Case Study

Peer Mentoring for Complex Patients

Following through to provide care beyond the hospital walls can take many different forms and serve families with infants in a wide range of circumstances. The team at Golisano Children’s Hospital at the University of Rochester have been awarded a Take Action to Follow Through grant to develop a peer mentorship program for families of infants discharged with gastrostromy tube (GT) placements and partner with families to reduce emergency room admission after discharge.

While GT placements are fairly common and considered low morbidity and short hospital stay, an estimated 15 percent of patients have an ER visit within 90 days of placement. Furthermore, there is inequity in the patient population presenting to the ER, which is largely represented by patients with higher health care burdens due to social determinants of health.

The QI team at Golisano Children’s believes many emergency visits could be avoided by providing more support to high-risk families. Their effort could help reduce the burden on a congested and costly health care system while reducing the emotional and financial burden for caregivers and families.

Peer support in the NICU has been shown to increase confidence and well-being and provide other benefits for families caring for infants, and it is a core element of the improvement project. They aim to recruit 10-15 parents of children with gastrostromy tubes to match with 40 patients who will be discharged with a GT. They will meet at least once before discharge to cover GT-specific information and other areas of concern and will meet again at least twice post-discharge.
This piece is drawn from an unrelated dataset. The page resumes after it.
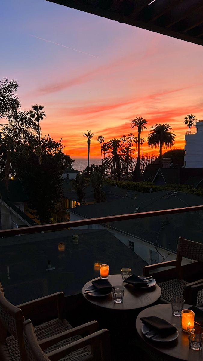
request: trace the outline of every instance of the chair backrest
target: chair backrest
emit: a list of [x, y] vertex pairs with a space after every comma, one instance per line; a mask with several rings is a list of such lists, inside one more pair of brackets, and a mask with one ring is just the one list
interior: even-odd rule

Along with peer support mentorship, the team will also make improvements to emergency GT kits informed by parents and Child Life Specialists. These changes, which include color-coding and adding personalized calming support materials, are intended to help parents manage emergency dislodgements without a visit to the ER.

Golisano Children’s Hospital has a dedicated G-tube QI working group, which includes a parental advisor, that will inform and implement this project. The hospital also works with a Pediatric Perioperative Surgical Home (PPSH) model, which has shown to improve outcomes by assessing family challenges and barriers prior to elective surgeries, including GT placements.

This grant was possible because of matching funds from the UR Medicine Quality Institute. The grant application was written by Mariah Erlick a fourth year student whose time is funded by an NIH grant in the University of Rochester Clinical Translation Science Institute (CTSI). The competitive Take Action to Follow Through grant program is open for members participating in VON QI collaboratives (NICQ/iNICQ) and supports implementation of VON Potentially Better Practices for Follow Through.

The team will measure the impact of these changes through surveys, number of emergency visits, and percentage of emergency visits preceded by a call to a provider. Following QI methodology, the team plans for iterative changes to the program based on collected data, participant feedback, and the needs of parents. The peer support mentorship model could also be extended to other high-risk groups in the future. They will share the preliminary results with VON teams participating in QI collaboratives.